Espero que aquele participante tenha saído dessa sessão com uma visão diferente da que tinha, que lhe tenha permitido fugir a tempo do que acabou por acontecer ao Banif. Infelizmente conheço dezenas de pessoas que não conseguiram fugir a tempo e foram esmagadas pelo que aconteceu no Banif. É importante que se perceba que por vezes a "simples" existência de valor não é suficiente para fazer um título crescer. Fazem parte da equação que dá balanço ao preço milhares de variáveis distintas, entre as quais se contam a incompetência das administrações, os interesses especulativos, as distracções dos reguladores, a força da irracionalidade, entre tantos e tantos outros. O valor é apenas mais uma variável, poucas vezes a mais importante. 

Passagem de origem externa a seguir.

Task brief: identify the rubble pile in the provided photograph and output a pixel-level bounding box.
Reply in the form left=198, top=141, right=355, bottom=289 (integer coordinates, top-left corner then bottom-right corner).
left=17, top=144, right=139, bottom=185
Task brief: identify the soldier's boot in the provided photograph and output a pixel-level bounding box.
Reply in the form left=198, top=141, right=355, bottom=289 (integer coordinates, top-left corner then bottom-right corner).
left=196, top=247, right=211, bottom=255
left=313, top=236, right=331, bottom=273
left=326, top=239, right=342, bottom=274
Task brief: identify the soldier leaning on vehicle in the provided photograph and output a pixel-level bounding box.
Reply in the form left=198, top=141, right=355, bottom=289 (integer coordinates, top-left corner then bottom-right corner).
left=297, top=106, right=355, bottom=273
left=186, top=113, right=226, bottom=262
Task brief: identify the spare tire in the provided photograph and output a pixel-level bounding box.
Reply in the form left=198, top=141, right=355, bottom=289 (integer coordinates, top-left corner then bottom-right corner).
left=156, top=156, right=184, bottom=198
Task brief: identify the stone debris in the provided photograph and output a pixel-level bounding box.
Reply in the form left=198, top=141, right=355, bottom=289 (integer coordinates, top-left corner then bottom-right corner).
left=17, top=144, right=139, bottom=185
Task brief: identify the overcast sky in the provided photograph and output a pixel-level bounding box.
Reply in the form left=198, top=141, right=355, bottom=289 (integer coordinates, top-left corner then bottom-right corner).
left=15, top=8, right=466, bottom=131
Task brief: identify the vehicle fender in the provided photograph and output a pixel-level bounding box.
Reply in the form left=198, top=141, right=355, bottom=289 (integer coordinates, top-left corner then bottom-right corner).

Entenda-se de uma forma muito clara que não quero com esta história comparar o BCP ao Banif, tal como não o quero comparar à Jerónimo Martins. Queria apenas ilustrar, com dois exemplos extremos, que ter uma posição de ódio ou de paixão nos pode limitar os ganhos ou fazer incorrer em perdas, Mesmo quando temos razão! É fundamental que se dê uma hipótese ao contraditório, que se tente compreender por que motivo o outro lado da barricada é tão apaixonado relativamente às opções que defende. Haverá certamente vários motivos válidos de suporte a essas opiniões contrárias, porque de outra forma estas não teriam tantos apoiantes. Nos mercados, mais importante do que nos agarrarmos cegamente a uma ou a outra perspectiva, acredito que o posicionamento mais lucrativo seja o central. Deixar cair, manter a atenção, e entrar aos poucos sempre que os sinais de inversão comecem a dar mostras sólidas de instalação. De uma forma fria, calculista, deixando de lado clubismos ou visões tendenciosas. Porque, acreditem, raramente há preto ou branco nos mercados. É quase sempre a área cinzenta a dominar os movimentos, o que torna particularmente difícil encontrar as respostas certas nos extremos.